Ich wünsche mir, dass wir uns als Kirchen in dieser Zeit, da Menschen den Holocaust leugnen, uns nicht trennen lassen von unseren jüdischen Schwestern und Brüdern. Ich bin überzeugt, dass es unserer Geschwisterliebe nichts nimmt, wenn wir uns aber auch Sorgen um die Verhältnismäßigkeit der Mittel im Nahen Osten machen. Ich wünsche mir Stimmen wie die Michel Friedmans, die das „Auge um Auge, Zahn um Zahn“ durchträumen. So wie vor 30 Jahren die Stimme Jitzak Rabins: „Wir sind allesamt Menschen, die ein Zuhause bauen wollen, die einen Baum pflanzen, lieben, Seite an Seite miteinander leben wollen – in Würde, mit Verständnis füreinander, als freie Menschen.“

Die Liebe Jesu gebietet es, dass wir für die jüdischen und muslimischen Menschen eintreten, wenn sie in unserem Land wegen ihres Glaubens um ihr Leben bangen müssen. Wir sind Kinder des einen Stammvaters Abraham. Lasst uns das nicht vergessen.
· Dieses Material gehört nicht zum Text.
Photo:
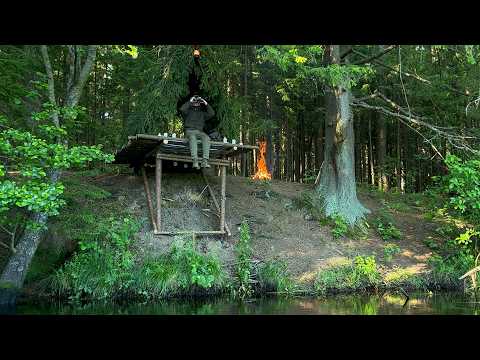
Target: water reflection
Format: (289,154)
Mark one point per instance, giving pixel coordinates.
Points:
(379,304)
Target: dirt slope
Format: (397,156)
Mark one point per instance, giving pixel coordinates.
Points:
(279,230)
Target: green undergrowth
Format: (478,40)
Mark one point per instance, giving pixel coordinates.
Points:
(309,203)
(359,274)
(274,276)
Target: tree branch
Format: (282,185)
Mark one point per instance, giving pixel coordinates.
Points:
(376,56)
(51,83)
(451,134)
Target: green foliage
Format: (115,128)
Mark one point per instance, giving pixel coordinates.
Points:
(102,268)
(183,270)
(35,157)
(384,225)
(405,278)
(358,275)
(463,184)
(244,266)
(273,275)
(389,251)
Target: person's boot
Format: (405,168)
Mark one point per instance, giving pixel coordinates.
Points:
(205,163)
(195,164)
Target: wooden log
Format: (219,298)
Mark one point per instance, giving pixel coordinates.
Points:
(149,199)
(188,159)
(222,198)
(158,189)
(172,233)
(214,198)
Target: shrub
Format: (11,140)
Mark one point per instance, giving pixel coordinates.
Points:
(273,276)
(446,271)
(390,250)
(384,225)
(340,226)
(244,266)
(183,270)
(102,268)
(360,274)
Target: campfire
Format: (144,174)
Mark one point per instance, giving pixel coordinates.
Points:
(262,170)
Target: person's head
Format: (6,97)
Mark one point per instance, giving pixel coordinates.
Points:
(196,102)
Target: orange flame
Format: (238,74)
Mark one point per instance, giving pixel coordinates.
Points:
(262,170)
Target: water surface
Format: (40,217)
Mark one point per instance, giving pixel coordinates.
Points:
(386,304)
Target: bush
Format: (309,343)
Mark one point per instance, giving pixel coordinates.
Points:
(360,274)
(244,267)
(384,225)
(340,226)
(184,270)
(274,276)
(446,271)
(390,250)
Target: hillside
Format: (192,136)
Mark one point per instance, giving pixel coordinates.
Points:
(280,227)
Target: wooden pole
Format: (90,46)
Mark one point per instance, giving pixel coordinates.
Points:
(214,198)
(149,199)
(158,189)
(222,199)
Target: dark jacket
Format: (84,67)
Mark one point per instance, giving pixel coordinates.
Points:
(195,119)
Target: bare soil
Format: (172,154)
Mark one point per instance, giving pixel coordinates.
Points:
(279,230)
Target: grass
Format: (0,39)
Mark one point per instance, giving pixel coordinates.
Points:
(389,251)
(111,273)
(273,276)
(359,274)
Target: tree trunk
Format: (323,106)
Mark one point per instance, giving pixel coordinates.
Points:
(381,153)
(336,188)
(17,266)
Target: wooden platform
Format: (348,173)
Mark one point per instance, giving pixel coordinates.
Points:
(142,148)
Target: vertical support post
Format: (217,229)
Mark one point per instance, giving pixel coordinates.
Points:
(149,199)
(158,190)
(222,199)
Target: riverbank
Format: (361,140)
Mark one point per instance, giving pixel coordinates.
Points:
(293,249)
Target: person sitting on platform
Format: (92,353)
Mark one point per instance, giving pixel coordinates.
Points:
(195,115)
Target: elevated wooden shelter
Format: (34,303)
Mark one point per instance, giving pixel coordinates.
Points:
(153,150)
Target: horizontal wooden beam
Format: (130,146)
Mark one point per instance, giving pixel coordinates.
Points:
(173,157)
(183,140)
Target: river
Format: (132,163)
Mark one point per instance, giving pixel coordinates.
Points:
(386,304)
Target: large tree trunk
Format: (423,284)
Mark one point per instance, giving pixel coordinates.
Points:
(17,266)
(381,152)
(336,188)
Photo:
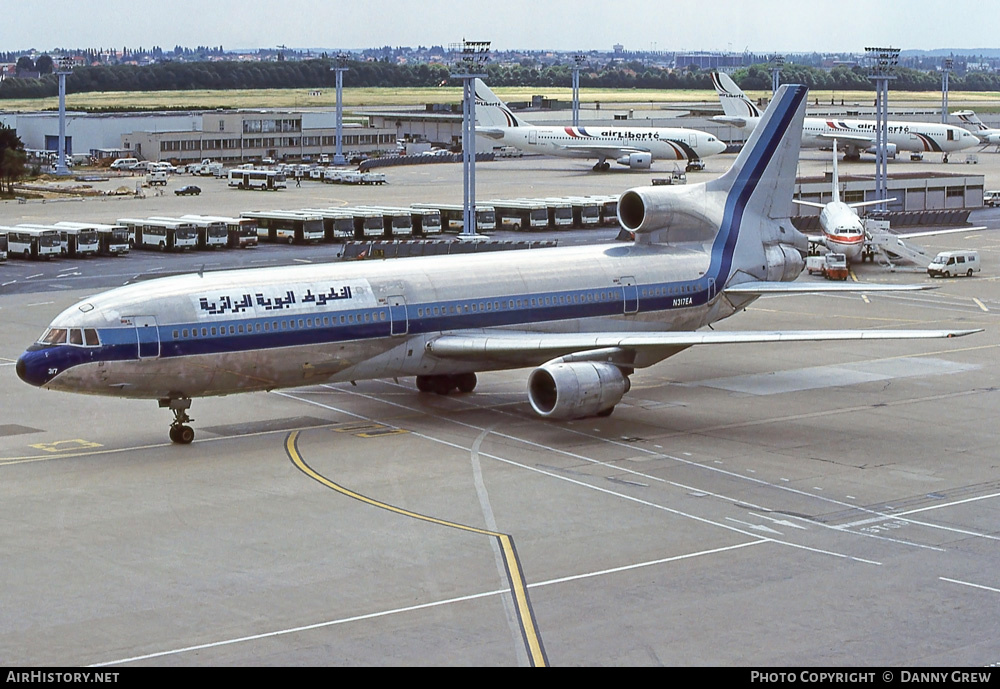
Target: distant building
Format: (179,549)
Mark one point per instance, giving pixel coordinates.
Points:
(252,135)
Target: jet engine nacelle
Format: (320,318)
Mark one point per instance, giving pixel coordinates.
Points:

Was uns betrifft in der Wandelzeit unserer Kirche: Ich glaube, wir erweisen uns einen befreienden Liebesdienst, wenn wir uns an diesem Wahltag und mit Blick auf die Zukunft unserer Kirche eingestehen und mutig sagen:

Wir können nicht mehr alles tun. Auch wenn die Erwartungen für die Zukunft sich an der guten alten Zeit festbeißen. Diese Erwartungen überfordern uns. Und sie tun nicht gut.

Wir verzichten auf ein Gemeindebild, in dem wir die Liebe eines Menschen zu Gott und seiner Gemeinde am sonntäglichen Gottesdienstbesuch messen. Wenn überhaupt, kommen noch 3% der Gemeindeglieder zum Gottesdienst, aber in unserem Denken ist diese Veranstaltung das Herz, die Mitte des Gemeindelebens. So gern ich Gottesdienst feiere, so gut mir das gemeinsame Singen, Beten und Hören tut: Die Mitte ist die Liebe. Zu mir. Zu dir. Zu denen, die mir fremd, vielleicht auch feind sind. Die Liebe zu Gott, dem großen Liebesstifter.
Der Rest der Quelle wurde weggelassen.